Imam Kayikci dagegen benennt das verheiratete Paar als Grundstock jeder Familie. Eine Familie zu gründen sei im Islam ein ausgemachtes Ziel. Schwule und Lesben werden nicht als Familien anerkannt, wenngleich sie die Moschee besuchen und am Gemeindeleben teilnehmen dürfen, so der Imam auf Nachfrage. Der Prophet Mohammed wird mit den Worten zitiert: "Wer sich nicht trauen lässt, ist nicht von uns." Dementsprechend seien uneheliche Beziehungen nicht erlaubt, die Ehe und die damit verbundene Zeugung von Nachkommen sei das Ziel.
Was nicht toleriert werde, sei die Verbindung einer muslimischen Frau mit einem nicht-muslimischen Mann. Die Religion sei ein entscheidender Grundstock innerhalb der Familie. Die Verbindung eines Muslimen und einer Andersgläubigen sei nur möglich, wenn die Frau ebenfalls einen - zum Beispiel christlichen - Glauben habe. Der Islam geht davon aus, dass die Ehe auch im Jenseits fortgeführt wird.
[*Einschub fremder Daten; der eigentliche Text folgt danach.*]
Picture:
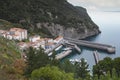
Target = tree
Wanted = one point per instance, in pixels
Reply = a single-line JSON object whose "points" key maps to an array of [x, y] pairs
{"points": [[116, 63], [35, 59], [82, 69], [67, 66], [51, 73], [103, 67]]}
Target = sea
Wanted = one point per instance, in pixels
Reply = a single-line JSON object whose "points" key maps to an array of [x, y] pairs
{"points": [[109, 25]]}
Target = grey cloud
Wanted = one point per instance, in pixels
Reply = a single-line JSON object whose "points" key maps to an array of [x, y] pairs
{"points": [[97, 4]]}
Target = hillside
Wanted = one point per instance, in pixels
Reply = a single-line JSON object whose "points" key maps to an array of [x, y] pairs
{"points": [[8, 56], [51, 17]]}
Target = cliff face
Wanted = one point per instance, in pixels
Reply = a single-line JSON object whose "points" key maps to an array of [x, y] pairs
{"points": [[57, 16]]}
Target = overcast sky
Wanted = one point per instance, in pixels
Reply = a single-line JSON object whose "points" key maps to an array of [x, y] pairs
{"points": [[98, 5]]}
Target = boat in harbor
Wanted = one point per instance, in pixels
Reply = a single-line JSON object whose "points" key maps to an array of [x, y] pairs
{"points": [[68, 48], [50, 54], [74, 60], [58, 47]]}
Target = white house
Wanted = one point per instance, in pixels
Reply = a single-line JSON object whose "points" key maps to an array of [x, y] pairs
{"points": [[22, 45], [18, 33], [34, 38]]}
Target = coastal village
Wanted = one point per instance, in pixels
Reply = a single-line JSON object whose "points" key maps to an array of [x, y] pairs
{"points": [[49, 44], [34, 41]]}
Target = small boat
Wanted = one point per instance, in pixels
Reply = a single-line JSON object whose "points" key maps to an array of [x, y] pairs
{"points": [[69, 48], [50, 54], [58, 48]]}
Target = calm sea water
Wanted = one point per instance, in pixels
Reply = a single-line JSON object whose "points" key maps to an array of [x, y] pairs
{"points": [[109, 24]]}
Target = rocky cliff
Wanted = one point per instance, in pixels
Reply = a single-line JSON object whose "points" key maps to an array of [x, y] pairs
{"points": [[55, 17]]}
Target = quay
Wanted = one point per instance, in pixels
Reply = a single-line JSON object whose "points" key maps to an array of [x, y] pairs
{"points": [[74, 45], [51, 50], [96, 56], [63, 54], [89, 44]]}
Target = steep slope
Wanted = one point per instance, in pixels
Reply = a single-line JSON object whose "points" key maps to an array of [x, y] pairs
{"points": [[55, 17], [8, 55]]}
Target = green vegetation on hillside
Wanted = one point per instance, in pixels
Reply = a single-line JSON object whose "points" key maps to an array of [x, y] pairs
{"points": [[9, 54]]}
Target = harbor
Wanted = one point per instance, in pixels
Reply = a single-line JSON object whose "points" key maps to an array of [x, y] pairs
{"points": [[89, 44]]}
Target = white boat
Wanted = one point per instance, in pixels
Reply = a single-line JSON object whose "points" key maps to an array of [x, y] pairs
{"points": [[50, 54], [58, 47], [75, 60], [69, 48]]}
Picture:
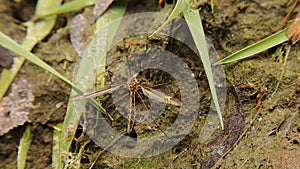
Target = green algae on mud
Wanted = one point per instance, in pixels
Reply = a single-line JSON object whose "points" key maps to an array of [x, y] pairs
{"points": [[232, 26]]}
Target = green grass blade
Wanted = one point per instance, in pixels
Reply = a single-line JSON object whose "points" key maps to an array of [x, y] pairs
{"points": [[10, 44], [35, 32], [180, 6], [258, 47], [69, 7], [97, 48], [56, 161], [194, 23], [24, 147]]}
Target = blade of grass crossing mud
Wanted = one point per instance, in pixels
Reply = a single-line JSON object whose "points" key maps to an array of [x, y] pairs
{"points": [[24, 147], [180, 6], [96, 48], [36, 31], [69, 7], [258, 47], [56, 161], [194, 23], [10, 44]]}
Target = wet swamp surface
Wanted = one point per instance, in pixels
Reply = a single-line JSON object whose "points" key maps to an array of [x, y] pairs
{"points": [[262, 122]]}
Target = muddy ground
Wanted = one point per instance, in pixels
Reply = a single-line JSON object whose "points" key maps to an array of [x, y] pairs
{"points": [[262, 124]]}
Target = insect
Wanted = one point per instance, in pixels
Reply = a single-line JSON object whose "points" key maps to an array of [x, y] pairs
{"points": [[135, 89]]}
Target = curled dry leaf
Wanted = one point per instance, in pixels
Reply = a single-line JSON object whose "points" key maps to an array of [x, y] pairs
{"points": [[15, 108]]}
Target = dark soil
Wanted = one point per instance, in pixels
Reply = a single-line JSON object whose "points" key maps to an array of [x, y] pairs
{"points": [[262, 124]]}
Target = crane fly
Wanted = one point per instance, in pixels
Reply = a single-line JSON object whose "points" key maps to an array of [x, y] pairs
{"points": [[133, 86]]}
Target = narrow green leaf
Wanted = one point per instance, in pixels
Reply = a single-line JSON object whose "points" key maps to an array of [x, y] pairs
{"points": [[23, 148], [94, 52], [69, 7], [180, 6], [10, 44], [195, 25], [36, 31], [258, 47], [56, 161]]}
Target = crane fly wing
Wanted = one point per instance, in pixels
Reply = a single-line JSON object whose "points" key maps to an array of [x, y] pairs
{"points": [[98, 92], [160, 96]]}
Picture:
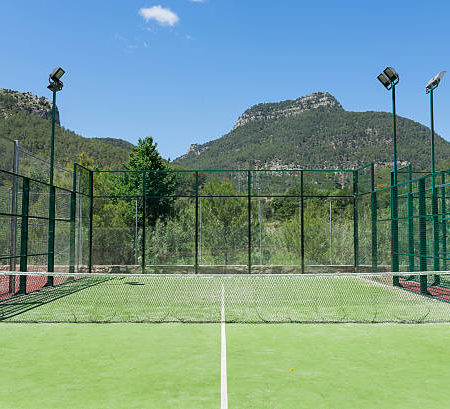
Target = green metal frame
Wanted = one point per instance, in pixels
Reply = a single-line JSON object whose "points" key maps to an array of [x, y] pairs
{"points": [[423, 237], [24, 234]]}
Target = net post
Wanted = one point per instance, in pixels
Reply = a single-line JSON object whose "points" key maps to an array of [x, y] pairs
{"points": [[423, 236], [444, 224], [73, 208], [51, 236], [144, 217], [24, 235], [374, 214], [249, 214], [196, 222], [410, 221], [355, 221], [436, 244], [91, 215], [302, 224], [394, 231]]}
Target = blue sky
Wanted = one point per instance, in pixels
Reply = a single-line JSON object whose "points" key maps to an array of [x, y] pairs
{"points": [[183, 71]]}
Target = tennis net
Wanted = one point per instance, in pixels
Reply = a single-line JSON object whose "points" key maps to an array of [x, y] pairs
{"points": [[252, 298]]}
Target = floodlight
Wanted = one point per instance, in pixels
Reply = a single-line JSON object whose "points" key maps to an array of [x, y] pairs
{"points": [[391, 74], [434, 82], [56, 74], [384, 80], [57, 84]]}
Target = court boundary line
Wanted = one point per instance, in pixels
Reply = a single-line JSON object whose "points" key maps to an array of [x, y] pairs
{"points": [[223, 357]]}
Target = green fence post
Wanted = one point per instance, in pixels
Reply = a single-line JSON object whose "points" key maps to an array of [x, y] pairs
{"points": [[444, 225], [249, 214], [394, 231], [410, 221], [73, 208], [91, 216], [302, 223], [24, 235], [374, 214], [51, 236], [436, 244], [355, 221], [144, 217], [196, 222], [423, 236]]}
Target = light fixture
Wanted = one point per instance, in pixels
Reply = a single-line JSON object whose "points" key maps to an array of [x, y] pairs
{"points": [[434, 82], [391, 74], [57, 84], [56, 74], [385, 81]]}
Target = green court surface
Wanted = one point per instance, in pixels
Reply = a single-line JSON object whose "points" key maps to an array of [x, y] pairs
{"points": [[178, 366]]}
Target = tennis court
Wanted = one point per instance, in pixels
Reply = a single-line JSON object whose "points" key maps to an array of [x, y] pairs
{"points": [[176, 341]]}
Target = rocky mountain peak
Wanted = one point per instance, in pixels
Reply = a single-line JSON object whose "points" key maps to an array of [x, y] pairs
{"points": [[273, 111]]}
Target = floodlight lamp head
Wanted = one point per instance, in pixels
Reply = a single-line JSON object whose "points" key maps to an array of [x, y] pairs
{"points": [[57, 84], [56, 74], [391, 74], [434, 82], [385, 81]]}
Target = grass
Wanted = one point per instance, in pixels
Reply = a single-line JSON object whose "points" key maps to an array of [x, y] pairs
{"points": [[338, 366], [89, 366], [163, 366]]}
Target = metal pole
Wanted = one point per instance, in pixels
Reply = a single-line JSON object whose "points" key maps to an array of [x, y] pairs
{"points": [[331, 236], [91, 216], [79, 246], [24, 235], [144, 216], [423, 236], [201, 231], [260, 220], [432, 134], [249, 221], [135, 236], [196, 223], [434, 200], [12, 263], [52, 137], [302, 224], [355, 221], [394, 134]]}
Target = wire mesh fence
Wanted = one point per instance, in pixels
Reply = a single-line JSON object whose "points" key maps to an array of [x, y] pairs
{"points": [[254, 228], [256, 298], [234, 221]]}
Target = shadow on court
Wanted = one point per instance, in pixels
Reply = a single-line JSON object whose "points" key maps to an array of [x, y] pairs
{"points": [[25, 302]]}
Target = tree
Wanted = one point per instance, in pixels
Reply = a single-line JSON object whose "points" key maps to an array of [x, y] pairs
{"points": [[225, 221], [160, 183]]}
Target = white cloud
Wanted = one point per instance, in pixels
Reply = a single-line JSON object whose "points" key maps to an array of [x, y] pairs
{"points": [[164, 17]]}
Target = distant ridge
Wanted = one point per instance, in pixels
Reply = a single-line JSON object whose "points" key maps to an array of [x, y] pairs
{"points": [[313, 131], [26, 117]]}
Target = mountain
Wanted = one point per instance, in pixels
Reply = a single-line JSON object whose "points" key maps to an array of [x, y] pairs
{"points": [[314, 132], [25, 117]]}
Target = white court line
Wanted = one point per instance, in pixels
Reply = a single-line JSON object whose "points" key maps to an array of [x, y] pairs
{"points": [[223, 358]]}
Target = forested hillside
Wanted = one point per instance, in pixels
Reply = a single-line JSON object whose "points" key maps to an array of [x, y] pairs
{"points": [[27, 118]]}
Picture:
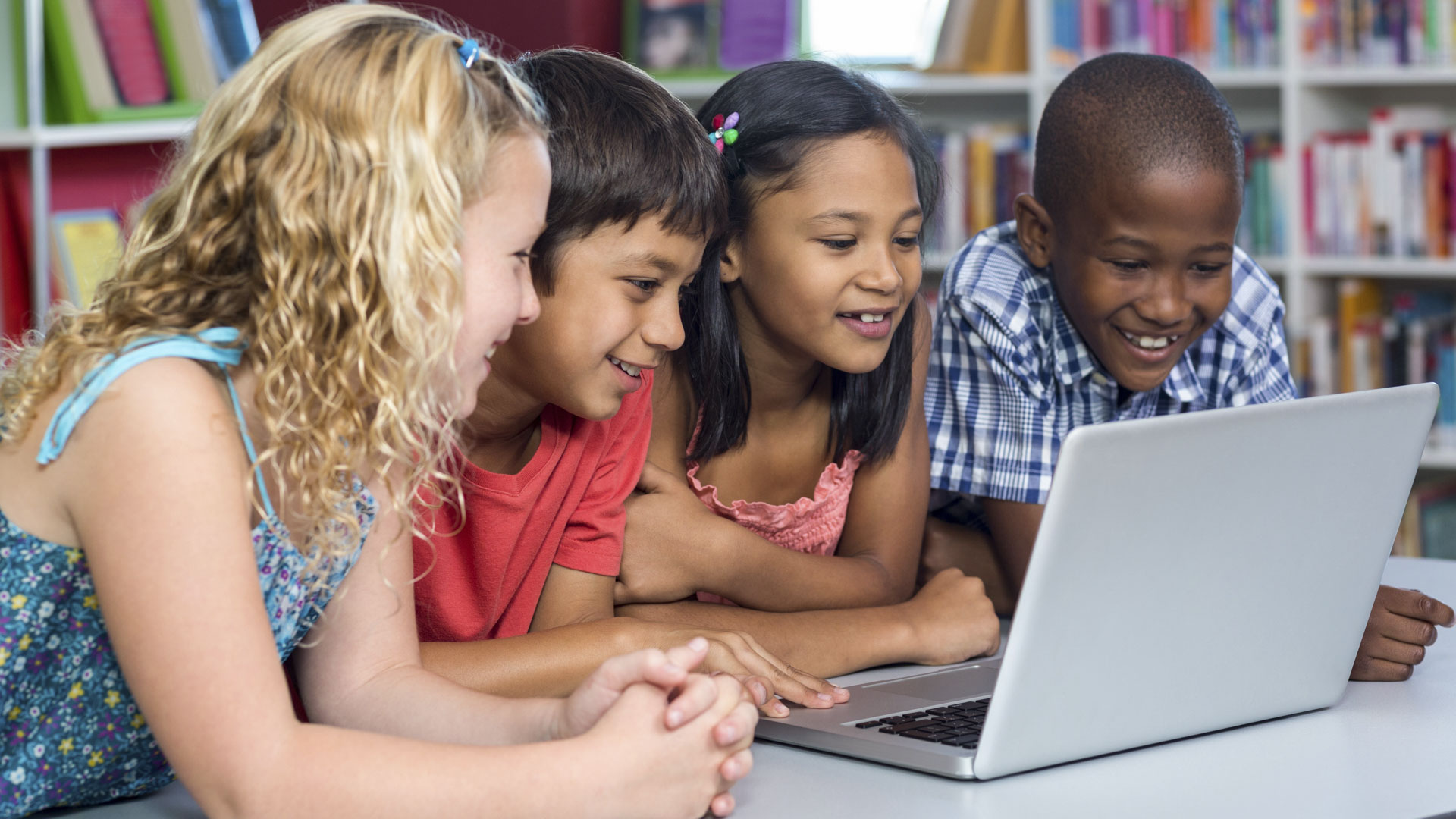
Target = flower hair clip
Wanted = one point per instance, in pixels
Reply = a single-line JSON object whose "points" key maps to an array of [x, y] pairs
{"points": [[724, 131], [469, 52]]}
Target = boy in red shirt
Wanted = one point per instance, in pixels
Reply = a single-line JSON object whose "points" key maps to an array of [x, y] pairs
{"points": [[516, 596]]}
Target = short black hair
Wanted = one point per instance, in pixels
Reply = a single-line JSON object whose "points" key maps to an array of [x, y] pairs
{"points": [[620, 148], [786, 111], [1126, 115]]}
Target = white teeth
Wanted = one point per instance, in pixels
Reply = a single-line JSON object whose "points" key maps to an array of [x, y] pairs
{"points": [[1150, 341], [625, 368]]}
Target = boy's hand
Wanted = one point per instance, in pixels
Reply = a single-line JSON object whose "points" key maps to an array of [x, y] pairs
{"points": [[669, 670], [951, 620], [1402, 624], [664, 541], [762, 673]]}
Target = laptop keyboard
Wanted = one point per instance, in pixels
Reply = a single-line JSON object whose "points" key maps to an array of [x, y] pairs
{"points": [[957, 725]]}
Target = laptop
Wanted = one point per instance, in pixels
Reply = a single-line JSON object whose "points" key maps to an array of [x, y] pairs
{"points": [[1191, 573]]}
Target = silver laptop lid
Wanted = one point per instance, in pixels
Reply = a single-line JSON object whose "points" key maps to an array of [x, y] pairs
{"points": [[1200, 572]]}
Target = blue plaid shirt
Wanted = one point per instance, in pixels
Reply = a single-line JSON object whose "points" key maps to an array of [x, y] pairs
{"points": [[1011, 376]]}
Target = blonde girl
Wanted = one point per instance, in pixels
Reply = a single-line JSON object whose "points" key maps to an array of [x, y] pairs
{"points": [[231, 436]]}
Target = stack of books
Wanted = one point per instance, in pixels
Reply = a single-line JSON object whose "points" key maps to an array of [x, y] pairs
{"points": [[986, 168], [1379, 338], [1210, 34], [1369, 33], [114, 60], [1385, 191], [1261, 228]]}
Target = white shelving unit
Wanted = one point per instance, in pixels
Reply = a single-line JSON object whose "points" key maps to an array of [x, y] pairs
{"points": [[39, 140], [1294, 98]]}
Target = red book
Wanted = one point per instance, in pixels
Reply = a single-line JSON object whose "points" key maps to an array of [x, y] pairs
{"points": [[15, 243], [131, 49]]}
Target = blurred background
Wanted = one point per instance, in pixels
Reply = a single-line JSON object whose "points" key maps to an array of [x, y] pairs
{"points": [[1346, 108]]}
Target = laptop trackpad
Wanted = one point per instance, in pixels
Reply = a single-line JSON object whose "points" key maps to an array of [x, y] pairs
{"points": [[944, 687]]}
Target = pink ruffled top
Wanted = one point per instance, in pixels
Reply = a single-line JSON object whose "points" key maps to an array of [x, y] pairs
{"points": [[811, 525]]}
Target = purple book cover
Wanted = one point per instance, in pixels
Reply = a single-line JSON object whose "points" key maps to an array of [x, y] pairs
{"points": [[758, 31]]}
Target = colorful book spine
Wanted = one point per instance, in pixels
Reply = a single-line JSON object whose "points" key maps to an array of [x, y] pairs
{"points": [[1210, 34], [131, 50], [1376, 33], [1386, 191], [986, 168]]}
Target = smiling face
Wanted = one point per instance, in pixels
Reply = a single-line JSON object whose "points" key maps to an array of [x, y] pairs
{"points": [[1145, 270], [827, 268], [498, 232], [613, 312]]}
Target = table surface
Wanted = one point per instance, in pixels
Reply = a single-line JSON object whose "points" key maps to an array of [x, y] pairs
{"points": [[1385, 749]]}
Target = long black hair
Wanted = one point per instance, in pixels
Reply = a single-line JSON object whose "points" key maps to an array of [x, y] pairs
{"points": [[786, 110]]}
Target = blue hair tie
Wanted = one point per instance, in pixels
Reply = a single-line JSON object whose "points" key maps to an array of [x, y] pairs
{"points": [[469, 52]]}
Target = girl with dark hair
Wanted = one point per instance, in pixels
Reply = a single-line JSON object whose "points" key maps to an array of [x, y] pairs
{"points": [[789, 464]]}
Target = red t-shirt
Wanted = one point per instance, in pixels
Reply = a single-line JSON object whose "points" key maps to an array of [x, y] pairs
{"points": [[565, 507]]}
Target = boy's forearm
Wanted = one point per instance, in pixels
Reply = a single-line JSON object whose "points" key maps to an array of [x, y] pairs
{"points": [[821, 643], [544, 664]]}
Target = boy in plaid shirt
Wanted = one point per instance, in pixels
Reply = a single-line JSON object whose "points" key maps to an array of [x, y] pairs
{"points": [[1116, 293]]}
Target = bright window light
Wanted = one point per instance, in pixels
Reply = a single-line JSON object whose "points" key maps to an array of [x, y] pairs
{"points": [[886, 33]]}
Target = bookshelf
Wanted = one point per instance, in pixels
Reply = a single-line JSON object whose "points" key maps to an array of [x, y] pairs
{"points": [[39, 140], [1298, 98]]}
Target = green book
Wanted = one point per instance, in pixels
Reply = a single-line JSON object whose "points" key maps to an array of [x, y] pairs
{"points": [[79, 83], [12, 91]]}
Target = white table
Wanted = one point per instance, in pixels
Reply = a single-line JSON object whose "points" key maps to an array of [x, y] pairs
{"points": [[1385, 751]]}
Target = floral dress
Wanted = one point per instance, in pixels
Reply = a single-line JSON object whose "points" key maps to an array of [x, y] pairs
{"points": [[73, 733]]}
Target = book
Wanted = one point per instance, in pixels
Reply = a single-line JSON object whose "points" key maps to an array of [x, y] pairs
{"points": [[996, 41], [1385, 191], [232, 31], [1209, 34], [80, 86], [15, 242], [1376, 33], [191, 71], [758, 31], [12, 86], [956, 25], [76, 60], [1429, 523], [88, 246], [1360, 305], [131, 50], [984, 167]]}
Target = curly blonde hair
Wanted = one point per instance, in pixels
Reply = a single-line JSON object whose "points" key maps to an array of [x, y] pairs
{"points": [[316, 209]]}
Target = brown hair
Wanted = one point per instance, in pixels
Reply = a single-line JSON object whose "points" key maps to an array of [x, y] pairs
{"points": [[622, 148]]}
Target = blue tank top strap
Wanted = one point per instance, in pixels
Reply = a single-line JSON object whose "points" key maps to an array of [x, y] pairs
{"points": [[218, 346]]}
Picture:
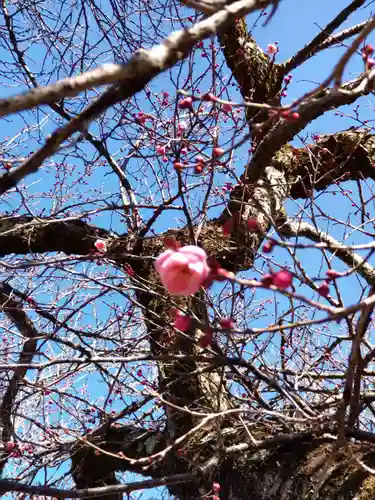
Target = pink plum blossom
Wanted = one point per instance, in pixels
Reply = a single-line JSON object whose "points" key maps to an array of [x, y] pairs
{"points": [[282, 279], [101, 246], [182, 271]]}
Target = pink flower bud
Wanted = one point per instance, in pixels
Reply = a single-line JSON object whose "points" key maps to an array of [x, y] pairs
{"points": [[217, 152], [186, 103], [332, 274], [282, 279], [208, 97], [323, 290], [227, 107], [181, 126], [272, 49], [160, 149], [10, 446], [227, 323], [216, 487], [101, 246], [253, 225], [267, 247]]}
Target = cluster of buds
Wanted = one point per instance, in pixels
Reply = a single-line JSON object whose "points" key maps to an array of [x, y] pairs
{"points": [[286, 114]]}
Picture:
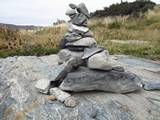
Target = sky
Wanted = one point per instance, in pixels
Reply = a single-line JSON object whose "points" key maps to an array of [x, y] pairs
{"points": [[44, 12]]}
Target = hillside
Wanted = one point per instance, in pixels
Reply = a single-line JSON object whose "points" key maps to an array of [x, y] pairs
{"points": [[18, 27], [125, 8]]}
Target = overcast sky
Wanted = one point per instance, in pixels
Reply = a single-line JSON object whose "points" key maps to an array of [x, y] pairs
{"points": [[44, 12]]}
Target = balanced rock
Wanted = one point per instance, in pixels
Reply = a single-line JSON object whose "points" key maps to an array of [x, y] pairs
{"points": [[88, 34], [81, 8], [59, 94], [70, 37], [79, 19], [78, 29], [101, 61], [65, 55], [86, 42], [43, 85], [88, 52], [70, 12], [60, 71], [85, 79]]}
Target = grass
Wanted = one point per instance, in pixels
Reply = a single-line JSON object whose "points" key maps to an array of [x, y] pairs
{"points": [[45, 41]]}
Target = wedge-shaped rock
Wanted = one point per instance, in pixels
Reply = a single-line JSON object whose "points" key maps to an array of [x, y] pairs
{"points": [[88, 52], [78, 29], [86, 42], [70, 37], [65, 55], [85, 79], [102, 61], [60, 71], [43, 85]]}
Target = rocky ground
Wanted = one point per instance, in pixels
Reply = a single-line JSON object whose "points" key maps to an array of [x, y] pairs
{"points": [[19, 100]]}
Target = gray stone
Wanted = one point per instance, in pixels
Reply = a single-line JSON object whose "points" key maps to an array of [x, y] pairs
{"points": [[59, 94], [88, 52], [86, 42], [73, 6], [76, 48], [60, 71], [151, 86], [27, 70], [102, 61], [65, 55], [70, 37], [78, 29], [70, 102], [70, 12], [88, 34], [43, 85], [83, 9], [80, 20], [85, 79]]}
Im Jenseits nicht gebunden

Im Gegensatz dazu zitiert Traugott Burmann Martin Luther, der sagte: "Die Ehe ist ein weltlich Ding." Trauungen in der Kirche sind eigentlich "nur" Gottesdienste anlässlich der Trauung, die vor einem Standesbeamten vollzogen wird. Ehe und Familie sind im christlichen Glauben Ordnungen für das Leben auf der Erde. Im Jenseits, so beschreibt es schon Jesus Christus, sind alle "wie die Engel im Himmel" und nicht mehr an einen anderen Menschen gebunden.
Nach den jeweiligen Referaten der beiden Glaubensmänner konnten die Besucher Fragen stellen. Zum Beispiel, ob es angesichts dessen, dass Familien auch scheitern können und in Familien auch oft unter dem Deckmantel der heilen Welt furchtbare Dinge geschehen, nicht auch eine Alternative geben müsse. "Wie können wir die Suche nach Werten anders lösen, als in die Kraft der Familie zu vertrauen?", so eine Besucherin. Beide Männer waren sich einig: Ohne eine Familie - in welcher Form auch immer - funktioniert unsere Gesellschaft nicht. "Die Familie ist die emotionale Stütze. Sie ist als Übungsfeld für die Werte und Normen in unserer Gesellschaft unersetzlich", so Burmann. Da stimmte der Imam zu. Allah habe die Menschen als Paar erschaffen. Wenn die Familie versage, müssten Verwandtschaft und Gesellschaft eingreifen und die Betroffenen auffangen. Von vorneherein ersetzen könne nichts die Familie.


Steigende Scheidungsrate

Die Frage nach der steigenden Scheidungsrate beantwortet der Pfarrer mit der gestiegenen Lebenserwartung und auch damit, dass die Menschen die Ehe mit weniger Ernst sähen als früher. "Man will sich nicht mehr so sehr persönlich belasten, sondern geht Konflikten heute lieber aus dem Weg." Kayikci ist sich sicher: Barmherzigkeit ist der Grundstock jeder gelingenden Beziehung, wenn die fehle, habe die Ehe keine Chance mehr. Eine Trennung sei dann unausweichlich und werde auch vom Islam toleriert.
Bei allen Übereinstimmungen wurde aber auch klar: Die Vorstellungen von Familie unterscheiden sich in einigen Punkten deutlich. Da ist es gut, dass man ins Gespräch kommt, sich austauscht und lernt, den jeweils anderen zu verstehen. Ohne Zweifel wird das interreligiöse Gespräch im nächsten Jahr fortgesetzt.